You will be able to learn communication techniques from the mental health professional. This will help you talk respectfully to your spouse even during the divorce proceedings.
The mental health professionals will also help you and your spouse tell your child, family, and friends about the divorce. They will ensure that the joint meetings go smoothly, and progress is made in the collaborative divorce process.
Child Health Specialists
A child health specialist will help in creating parenting schedules, plans, and other co-parenting arrangements that are customized to fit the unique needs of the family. The best interest of the child is a priority when making all arrangements.
Tips to Find and Hire a Collaborative Divorce Team
- Trained in Collaborative Divorce
Most attorneys, financial specialists, mental health professionals, and child health specialists call themselves “collaborative,” but they may not meet the basic requirements. The collaborative attorney and other professionals should have attended basic collaborative training.
The professionals should attend training sessions at regular intervals to update their skills. The collaborative practice can change and evolve, and the training will help the professionals keep up with the requirements.
Trained collaborative professionals belong to a local collaborative group that usually has a web site. Google “Collaborative Divorce” and look for a local practice group.
- Experience in Collaborative Divorce Cases
It is advisable to check if the attorney is a member of a collaborative divorce practice such as Collaborative Practice San Diego. Attorneys who are committed to collaborative divorce practices are often members of a collaborative divorce practice.
Check how long they have done collaborative work.
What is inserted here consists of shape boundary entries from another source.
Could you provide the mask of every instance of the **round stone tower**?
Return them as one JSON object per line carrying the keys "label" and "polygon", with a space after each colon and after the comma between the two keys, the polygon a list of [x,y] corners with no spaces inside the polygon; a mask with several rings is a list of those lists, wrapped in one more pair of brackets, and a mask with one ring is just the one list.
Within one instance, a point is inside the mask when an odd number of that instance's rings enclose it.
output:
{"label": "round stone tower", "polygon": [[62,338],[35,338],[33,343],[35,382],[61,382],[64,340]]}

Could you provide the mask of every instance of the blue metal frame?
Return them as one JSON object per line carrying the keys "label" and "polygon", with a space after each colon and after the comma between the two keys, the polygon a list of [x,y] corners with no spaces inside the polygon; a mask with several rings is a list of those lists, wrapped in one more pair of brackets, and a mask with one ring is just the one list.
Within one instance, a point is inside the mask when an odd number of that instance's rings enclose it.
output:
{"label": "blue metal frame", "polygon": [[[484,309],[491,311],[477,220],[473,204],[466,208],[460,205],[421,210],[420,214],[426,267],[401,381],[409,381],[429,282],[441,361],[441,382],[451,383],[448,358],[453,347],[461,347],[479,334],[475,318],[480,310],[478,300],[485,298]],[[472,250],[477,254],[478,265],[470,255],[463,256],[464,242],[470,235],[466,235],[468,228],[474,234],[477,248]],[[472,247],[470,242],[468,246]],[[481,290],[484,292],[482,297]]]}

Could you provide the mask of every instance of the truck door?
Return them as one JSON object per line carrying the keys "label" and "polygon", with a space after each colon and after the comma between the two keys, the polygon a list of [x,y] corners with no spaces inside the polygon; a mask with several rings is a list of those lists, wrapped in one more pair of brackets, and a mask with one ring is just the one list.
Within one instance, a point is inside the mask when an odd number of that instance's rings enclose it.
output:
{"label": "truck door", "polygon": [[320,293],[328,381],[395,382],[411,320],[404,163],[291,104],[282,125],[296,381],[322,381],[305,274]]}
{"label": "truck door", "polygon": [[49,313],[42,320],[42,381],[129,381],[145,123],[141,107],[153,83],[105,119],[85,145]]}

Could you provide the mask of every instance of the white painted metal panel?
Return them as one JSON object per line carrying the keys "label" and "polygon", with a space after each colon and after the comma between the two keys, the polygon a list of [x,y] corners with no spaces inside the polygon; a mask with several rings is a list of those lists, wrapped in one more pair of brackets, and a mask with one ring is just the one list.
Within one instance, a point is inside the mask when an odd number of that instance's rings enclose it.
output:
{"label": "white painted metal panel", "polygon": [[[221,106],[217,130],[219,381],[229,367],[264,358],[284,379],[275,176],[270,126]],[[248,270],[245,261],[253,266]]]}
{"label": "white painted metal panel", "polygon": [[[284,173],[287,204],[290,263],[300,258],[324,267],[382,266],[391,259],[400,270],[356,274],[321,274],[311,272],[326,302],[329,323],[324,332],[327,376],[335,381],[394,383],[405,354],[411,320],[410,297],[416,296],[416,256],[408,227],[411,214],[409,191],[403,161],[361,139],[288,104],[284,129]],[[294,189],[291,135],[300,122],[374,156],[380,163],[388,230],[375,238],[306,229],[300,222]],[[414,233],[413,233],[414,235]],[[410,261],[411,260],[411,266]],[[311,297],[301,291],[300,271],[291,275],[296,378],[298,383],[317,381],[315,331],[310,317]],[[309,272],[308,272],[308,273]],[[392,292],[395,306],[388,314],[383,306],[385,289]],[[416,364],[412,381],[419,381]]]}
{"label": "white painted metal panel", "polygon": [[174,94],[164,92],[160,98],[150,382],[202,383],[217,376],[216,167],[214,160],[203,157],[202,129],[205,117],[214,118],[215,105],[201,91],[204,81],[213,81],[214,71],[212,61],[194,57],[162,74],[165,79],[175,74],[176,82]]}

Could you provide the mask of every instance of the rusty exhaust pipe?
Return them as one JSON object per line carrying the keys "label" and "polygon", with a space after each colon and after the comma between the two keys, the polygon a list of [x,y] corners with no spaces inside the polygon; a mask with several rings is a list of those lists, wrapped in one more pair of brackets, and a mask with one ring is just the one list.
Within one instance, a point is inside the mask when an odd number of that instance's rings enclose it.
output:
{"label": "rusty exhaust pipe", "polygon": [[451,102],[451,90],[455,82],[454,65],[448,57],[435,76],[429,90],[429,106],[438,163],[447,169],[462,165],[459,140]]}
You can also ask them about the total number of cases they have successfully handled. Ask them any questions you may have about collaborative divorce. An experienced attorney will be able to answer them properly.
Apart from the attorneys, the other professionals should also have experience in the collaborative process and belong to a collaborative practice group.
You don’t have to worry about the office location of the attorney. The meetings can be held at any place. They can be held at the office of the attorney or any of the neutral specialists.
The location should be convenient for both parties to the divorce proceedings.
- Gut Feeling
Trust your gut feeling when choosing a collaborative divorce team. You should have a good feeling about the attorneys and other professionals and be able to communicate with them comfortably. A good team of professionals will be able to guide you properly through the divorce proceedings.
The collaborative divorce team adds a layer of expertise to the divorce process. This gives you the confidence that the settlement you and your spouse are creating using the collaborative process is the best.